Met Gala or Jupiter Ascending II?

The theme for this year’s Met Gala—the Metropolitan Museum of Art’s annual Costume Institute benefit—was “Manus x Machina: Fashion in an Age of Technology,” which gave fashionable Hollywood types an excuse to get really, really shiny. Some people interpreted the theme differently (or very loosely), but for the most part, it looked less like a regular red carpet and more like a very elaborate audition for a Jupiter Ascending sequel that we would absolutely watch. Claire Danes as a space queen in a light-up dress? Zoe Saldana in the longest space-train? Yes, please.

For the best take on the gala’s silver-dress spectacular, check out Genevieve Valentine’s glorious red-carpet rundown, which will tell you who looked like the patron saint of androids, and who enjoys feeling like a beautiful moon princess. (Besides Stubby, that is.)

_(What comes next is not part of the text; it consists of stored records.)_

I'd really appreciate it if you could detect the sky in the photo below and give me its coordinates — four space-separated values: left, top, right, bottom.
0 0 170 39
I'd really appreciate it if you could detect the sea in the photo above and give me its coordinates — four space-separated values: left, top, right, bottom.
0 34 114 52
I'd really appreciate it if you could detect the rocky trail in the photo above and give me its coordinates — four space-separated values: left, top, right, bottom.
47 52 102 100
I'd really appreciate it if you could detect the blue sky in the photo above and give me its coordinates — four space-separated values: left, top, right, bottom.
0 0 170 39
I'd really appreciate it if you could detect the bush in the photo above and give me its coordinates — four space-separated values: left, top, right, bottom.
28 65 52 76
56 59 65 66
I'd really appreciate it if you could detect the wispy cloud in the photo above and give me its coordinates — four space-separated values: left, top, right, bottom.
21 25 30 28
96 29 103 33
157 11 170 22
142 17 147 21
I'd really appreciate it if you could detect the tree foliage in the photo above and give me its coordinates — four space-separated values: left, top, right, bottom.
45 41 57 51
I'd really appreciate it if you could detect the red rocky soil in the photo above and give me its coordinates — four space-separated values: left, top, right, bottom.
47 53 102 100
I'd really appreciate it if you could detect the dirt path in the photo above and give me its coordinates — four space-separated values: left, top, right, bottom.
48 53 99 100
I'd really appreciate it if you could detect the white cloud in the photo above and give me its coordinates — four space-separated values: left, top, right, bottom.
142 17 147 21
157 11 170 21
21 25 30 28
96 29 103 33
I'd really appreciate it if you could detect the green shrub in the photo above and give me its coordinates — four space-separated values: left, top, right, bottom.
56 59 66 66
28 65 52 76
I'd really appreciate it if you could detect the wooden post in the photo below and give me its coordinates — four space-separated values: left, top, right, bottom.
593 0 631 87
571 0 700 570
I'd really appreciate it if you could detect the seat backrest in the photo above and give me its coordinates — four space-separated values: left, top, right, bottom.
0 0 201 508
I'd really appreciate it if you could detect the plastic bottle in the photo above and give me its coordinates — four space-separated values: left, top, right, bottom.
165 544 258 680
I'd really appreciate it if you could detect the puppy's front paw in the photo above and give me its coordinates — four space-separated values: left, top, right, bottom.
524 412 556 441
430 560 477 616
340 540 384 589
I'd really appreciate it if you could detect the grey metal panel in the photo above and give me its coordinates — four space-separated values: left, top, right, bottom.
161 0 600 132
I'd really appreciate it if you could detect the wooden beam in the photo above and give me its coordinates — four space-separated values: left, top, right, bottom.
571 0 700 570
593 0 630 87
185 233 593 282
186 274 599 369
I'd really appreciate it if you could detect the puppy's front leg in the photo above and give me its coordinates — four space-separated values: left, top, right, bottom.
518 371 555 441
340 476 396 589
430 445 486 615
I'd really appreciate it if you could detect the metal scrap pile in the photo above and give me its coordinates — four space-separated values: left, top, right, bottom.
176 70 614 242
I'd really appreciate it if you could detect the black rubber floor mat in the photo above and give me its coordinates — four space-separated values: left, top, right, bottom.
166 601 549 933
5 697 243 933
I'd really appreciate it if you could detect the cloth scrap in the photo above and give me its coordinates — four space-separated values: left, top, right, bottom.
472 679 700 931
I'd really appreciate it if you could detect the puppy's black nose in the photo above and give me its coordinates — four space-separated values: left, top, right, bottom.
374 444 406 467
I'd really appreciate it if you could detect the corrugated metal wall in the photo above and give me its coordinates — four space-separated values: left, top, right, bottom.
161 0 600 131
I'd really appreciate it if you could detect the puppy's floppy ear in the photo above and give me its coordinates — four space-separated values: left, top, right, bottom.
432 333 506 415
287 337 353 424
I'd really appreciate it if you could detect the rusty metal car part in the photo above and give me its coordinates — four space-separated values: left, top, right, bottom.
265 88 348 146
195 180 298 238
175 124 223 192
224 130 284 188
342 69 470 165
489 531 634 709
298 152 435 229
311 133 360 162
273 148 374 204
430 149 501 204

Fiction Affliction: May Releases in Fantasy

May’s twenty-two fantasy novels are full of dragons, intrigue, and strange lands. Illustrator Todd Lockwood releases his first novel; Sarah J. Maas delves further into her Court of Thorns and Roses series; Ian C. Esslemont starts a new Malazan trilogy; and Guy Gavriel Kay returns. At this rate, your summer reading is already set!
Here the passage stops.